The Legislature starts its second special session, still without a budget, still without any Alaska’s Clear and Equitable Share (ACES) revisions, and without agreeing to continue coastal zone management. Thus far, a very good reason to file thirteen our entire Legislature in the next two election cycles. Unfortunately, we voters will forget about the State’s issues with the windup to the 2012 Presidential race. There is more news about former Governor Sarah Palin than about the incredible failures on the part of Legislature.

Gov. Parnell has vowed to keep fighting to reduce the rates oil companies pay under the current ACES law. ACES was passed during Gov. Sarah Palin’s unfortunately not brief enough gubernatorial administration. It should be remembered, that our Gov. Sean Parnell was then Gov. Sarah Palin’s Lt. Governor. A first belated step towards ‘independence’ from Palin for Parnell?

Gov. Parnell is a former State legislator who became an oil company lobbyist in Juneau after this tenure in the State Senate and House. That he would try to reduce the impact upon the oil companies is not surprising, but, a bit late.

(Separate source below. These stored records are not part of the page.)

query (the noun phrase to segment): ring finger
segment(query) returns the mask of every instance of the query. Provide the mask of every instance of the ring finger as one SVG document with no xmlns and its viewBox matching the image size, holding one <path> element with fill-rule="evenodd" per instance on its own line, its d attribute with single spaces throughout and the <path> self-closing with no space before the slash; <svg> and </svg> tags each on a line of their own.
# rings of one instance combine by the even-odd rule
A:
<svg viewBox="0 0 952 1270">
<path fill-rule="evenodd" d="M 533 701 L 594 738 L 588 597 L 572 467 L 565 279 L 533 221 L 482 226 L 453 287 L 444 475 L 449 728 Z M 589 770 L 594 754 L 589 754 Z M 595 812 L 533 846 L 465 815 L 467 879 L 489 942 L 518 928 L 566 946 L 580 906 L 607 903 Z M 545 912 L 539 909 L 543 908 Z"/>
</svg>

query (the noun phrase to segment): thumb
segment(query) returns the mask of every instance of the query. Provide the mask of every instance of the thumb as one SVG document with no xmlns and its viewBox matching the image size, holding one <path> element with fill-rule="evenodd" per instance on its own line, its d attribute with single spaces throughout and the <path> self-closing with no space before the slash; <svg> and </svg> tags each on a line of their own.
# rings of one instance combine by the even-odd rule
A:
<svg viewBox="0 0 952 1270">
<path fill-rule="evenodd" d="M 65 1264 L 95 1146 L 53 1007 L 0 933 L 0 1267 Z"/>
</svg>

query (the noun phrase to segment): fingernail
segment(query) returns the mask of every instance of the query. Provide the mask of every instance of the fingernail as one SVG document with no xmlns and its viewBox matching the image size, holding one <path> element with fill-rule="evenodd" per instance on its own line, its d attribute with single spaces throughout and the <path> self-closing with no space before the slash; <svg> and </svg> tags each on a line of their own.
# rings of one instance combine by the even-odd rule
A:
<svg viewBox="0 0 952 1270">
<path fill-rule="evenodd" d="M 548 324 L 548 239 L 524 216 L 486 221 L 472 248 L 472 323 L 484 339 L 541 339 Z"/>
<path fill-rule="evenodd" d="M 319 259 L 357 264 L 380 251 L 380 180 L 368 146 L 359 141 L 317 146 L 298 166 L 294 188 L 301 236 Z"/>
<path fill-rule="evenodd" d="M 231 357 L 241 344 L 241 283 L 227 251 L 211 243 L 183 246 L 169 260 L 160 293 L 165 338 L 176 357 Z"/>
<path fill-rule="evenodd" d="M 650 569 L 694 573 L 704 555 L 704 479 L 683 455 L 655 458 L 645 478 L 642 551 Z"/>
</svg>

In case no one has noticed, the oil flowing through the TAPS is declining to the point of no return, meaning that it will no longer be economically viable to move oil down the pipeline because of the declining volume of oil, and the point at which there can be no restart of the pipeline system if there is a shutdown for any reason. The last shut down last winter was a touch and go in terms of restarting the flow of oil. Alyeska’s president Thomas Barrett stated in a public radio interview that Alyeska was very concerned about the ability to restart oil flowing after the shutdown for a broken pipe at Pump Station 1 in January of this year. He went on to say that it was touch and go as to whether or not the pipeline would restart. He further estimated that within the next four to five years at the most, operating levels of 500,000 barrels or less would be reached at which point, Alyeska’s engineers believed that restarting the pipeline after a shut down would not be possible. It was also disclosed that TAPS has suffered up to an 80% deterioration in the walls of the pipe. This would mean a lengthy replacement of pipe in order to extend the life of TAPS, should methods and technology prove that recovery of the heavy oil under Prudhoe can be accomplished in economic quantities.

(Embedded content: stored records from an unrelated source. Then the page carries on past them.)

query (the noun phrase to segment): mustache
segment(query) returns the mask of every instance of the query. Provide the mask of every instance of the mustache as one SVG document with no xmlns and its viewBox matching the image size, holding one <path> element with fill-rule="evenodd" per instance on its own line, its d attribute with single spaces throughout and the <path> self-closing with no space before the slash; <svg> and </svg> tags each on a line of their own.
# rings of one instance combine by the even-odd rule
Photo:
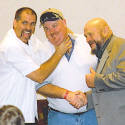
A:
<svg viewBox="0 0 125 125">
<path fill-rule="evenodd" d="M 32 30 L 27 30 L 27 29 L 25 29 L 25 30 L 23 30 L 22 32 L 29 32 L 29 33 L 31 33 Z"/>
</svg>

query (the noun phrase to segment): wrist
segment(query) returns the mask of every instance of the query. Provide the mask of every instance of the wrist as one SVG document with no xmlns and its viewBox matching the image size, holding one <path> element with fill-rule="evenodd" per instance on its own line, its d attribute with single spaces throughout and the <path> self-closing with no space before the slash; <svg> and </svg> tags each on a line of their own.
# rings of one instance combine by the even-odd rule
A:
<svg viewBox="0 0 125 125">
<path fill-rule="evenodd" d="M 65 92 L 65 94 L 64 94 L 64 99 L 67 99 L 67 96 L 68 96 L 68 94 L 69 94 L 69 90 L 66 90 L 66 92 Z"/>
</svg>

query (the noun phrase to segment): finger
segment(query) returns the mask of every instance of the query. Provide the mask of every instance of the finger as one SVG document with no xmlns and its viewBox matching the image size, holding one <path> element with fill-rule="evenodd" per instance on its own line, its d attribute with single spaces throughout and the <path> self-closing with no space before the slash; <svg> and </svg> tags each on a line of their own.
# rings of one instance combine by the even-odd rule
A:
<svg viewBox="0 0 125 125">
<path fill-rule="evenodd" d="M 90 72 L 92 73 L 92 74 L 95 74 L 95 71 L 94 71 L 94 69 L 91 67 L 90 68 Z"/>
</svg>

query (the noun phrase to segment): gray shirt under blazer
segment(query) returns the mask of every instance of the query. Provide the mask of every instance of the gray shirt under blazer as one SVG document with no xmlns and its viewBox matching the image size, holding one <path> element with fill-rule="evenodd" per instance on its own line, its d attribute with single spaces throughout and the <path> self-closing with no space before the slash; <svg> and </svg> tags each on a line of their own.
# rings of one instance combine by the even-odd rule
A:
<svg viewBox="0 0 125 125">
<path fill-rule="evenodd" d="M 125 39 L 112 36 L 96 72 L 92 98 L 98 125 L 125 125 Z"/>
</svg>

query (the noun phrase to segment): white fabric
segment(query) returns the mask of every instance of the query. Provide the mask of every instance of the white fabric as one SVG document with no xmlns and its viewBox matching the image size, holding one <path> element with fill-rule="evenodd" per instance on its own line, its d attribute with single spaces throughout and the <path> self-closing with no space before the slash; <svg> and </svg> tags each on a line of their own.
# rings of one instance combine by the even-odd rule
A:
<svg viewBox="0 0 125 125">
<path fill-rule="evenodd" d="M 48 55 L 54 52 L 54 47 L 46 42 L 48 46 Z M 97 58 L 91 55 L 91 49 L 86 43 L 83 35 L 77 35 L 75 38 L 74 50 L 68 62 L 63 56 L 54 72 L 48 77 L 50 83 L 66 88 L 71 91 L 89 91 L 85 83 L 85 74 L 89 73 L 90 67 L 95 68 Z M 86 106 L 80 109 L 74 108 L 65 99 L 48 98 L 49 106 L 64 113 L 77 113 L 86 111 Z"/>
<path fill-rule="evenodd" d="M 40 66 L 42 59 L 39 57 L 43 55 L 39 47 L 40 42 L 35 36 L 27 45 L 16 37 L 13 29 L 0 43 L 0 106 L 17 106 L 26 123 L 34 123 L 37 115 L 36 82 L 26 75 Z"/>
</svg>

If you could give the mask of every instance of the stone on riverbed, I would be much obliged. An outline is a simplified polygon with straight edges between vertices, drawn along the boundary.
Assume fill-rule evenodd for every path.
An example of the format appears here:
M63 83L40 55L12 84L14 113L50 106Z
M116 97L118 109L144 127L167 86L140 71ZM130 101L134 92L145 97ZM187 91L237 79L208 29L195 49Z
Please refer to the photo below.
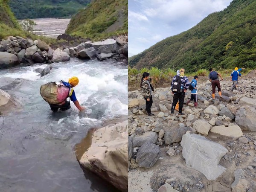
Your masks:
M215 180L226 169L219 165L228 150L204 137L187 132L180 143L186 165L203 173L209 180Z
M128 186L127 121L96 129L79 162L122 192Z

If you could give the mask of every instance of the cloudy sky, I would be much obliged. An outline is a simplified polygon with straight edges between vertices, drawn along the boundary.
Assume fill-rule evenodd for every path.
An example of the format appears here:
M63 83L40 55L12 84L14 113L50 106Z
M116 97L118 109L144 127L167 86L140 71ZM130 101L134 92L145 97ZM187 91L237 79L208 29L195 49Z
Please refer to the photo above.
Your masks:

BP announced a heavy oil R&D recovery project well had demonstrated the viability of recovering heavy oil under the North Slope. There is an estimated 20 billion barrels of heavy crude yet to be recovered from legacy fields at Prudhoe and the surrounding area comprised of heavy oil. BP has been tight lipped about this project, having made only the one press release earlier this year. Heavy crude recovery is the most likely candidate for increasing the flow of oil through TAPS.

Off shore oil is another potential, but only if the Obama Administration figures out that the only way to reduce gasoline prices to the consumer is by increasing the amount of crude available in the market place.

The impact of oil shale recovery will soon be felt in the market place in much the same manner as the impact of shale gas on the natural gas market Outside and in Canada. Already, significant discoveries and returns are turning the Bakken oil shale in North Dakota into developments whose potential may exceed that of Prudhoe Bay in the early days of its development. Recent activity in Texas is proving out the viability of oil shale recovery there, turning depressed areas into boom towns, a welcome change from the impact of an ongoing recession. It is estimated that if the oil shale development continues at the present pace, within the next 20 years Middle East oil will not be needed in the U.S. domestic market.

If car manufacturers would produce vehicles fueled by natural gas for urban areas, that time frame may be halved or reduced even further. In which case, we would no longer have to take in the Wahabbist element from Saudi Arabia that George H. Bush, Bill Clinton and George W. Bush decided the U.S. could absorb to keep Saudi Arabia’s oil flowing. The Bush-Clinton-Bush policy of taking in extremist religious fanatics from Saudi Arabia under the student visa program has been a policy that is a direct threat to our national security.

Gov. Sean Parnell’s desire to reduce the ACES tax rates may be too little too late, just as the delays in deciding upon a reasonable natural gas pipeline option has ended Alaska’s role as a potential major player in either the domestic gas market or the world LNG market. The same can now be said for shale oil.

To the Governor’s credit, at least he is backing a positive option. Whether or not reducing ACES will have any impact upon Alaska’s oil production remains to be seen.

Whether or not there will be sufficient oil production increases within the next five years to keep TAPS in operation is the question. With the shutdown of TAPS, so also ends 90% of the State’s revenues. Alaska will be a far different place within five years of the shutdown of TAPS.